For fifteen years, she has worked with images—inside museums, galleries, and universities, but never quite contained by any of them. Her route through the photography world has taken her from the Museum of Photography in Thessaloniki to Candlestar in London, from European platforms like Transeurope PhotoProject to curating and setting up a photography award with IOM Central Asia, from a research program at the University of Crete to her current roles as a Special Scientist at the Technological University of Cyprus, an external tutor on the MA Photography and Society at the Royal Academy of the Arts in The Hague, and a teaching position at the School of Visual and Applied Arts, Aristotle University of Thessaloniki.

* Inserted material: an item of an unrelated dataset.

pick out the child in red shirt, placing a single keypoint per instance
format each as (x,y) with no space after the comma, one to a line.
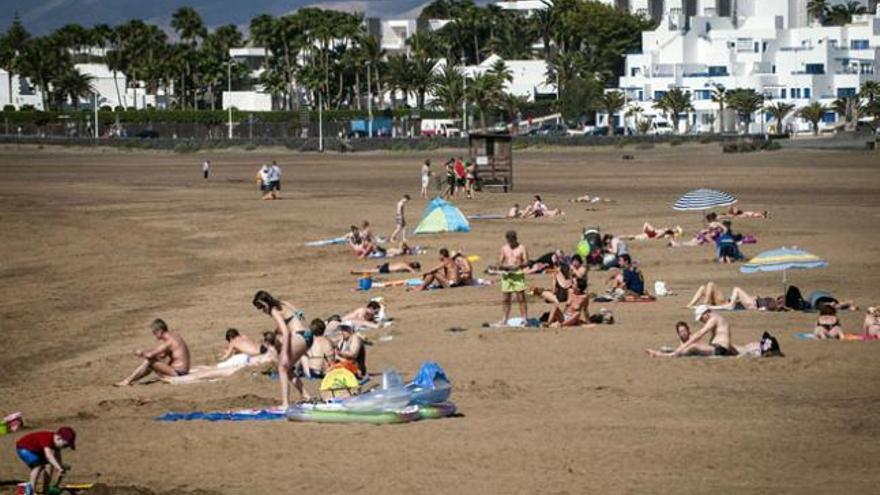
(41,452)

Along the way, she built something between the usual categories: a practice that draws on academic training (a PhD in Aesthetics; the Courtauld; Oxford; Panteion University) but refuses to stay in its lane. The work sits at the edges—close enough to both the art world and the academy to know their rules, far enough in to move freely between them.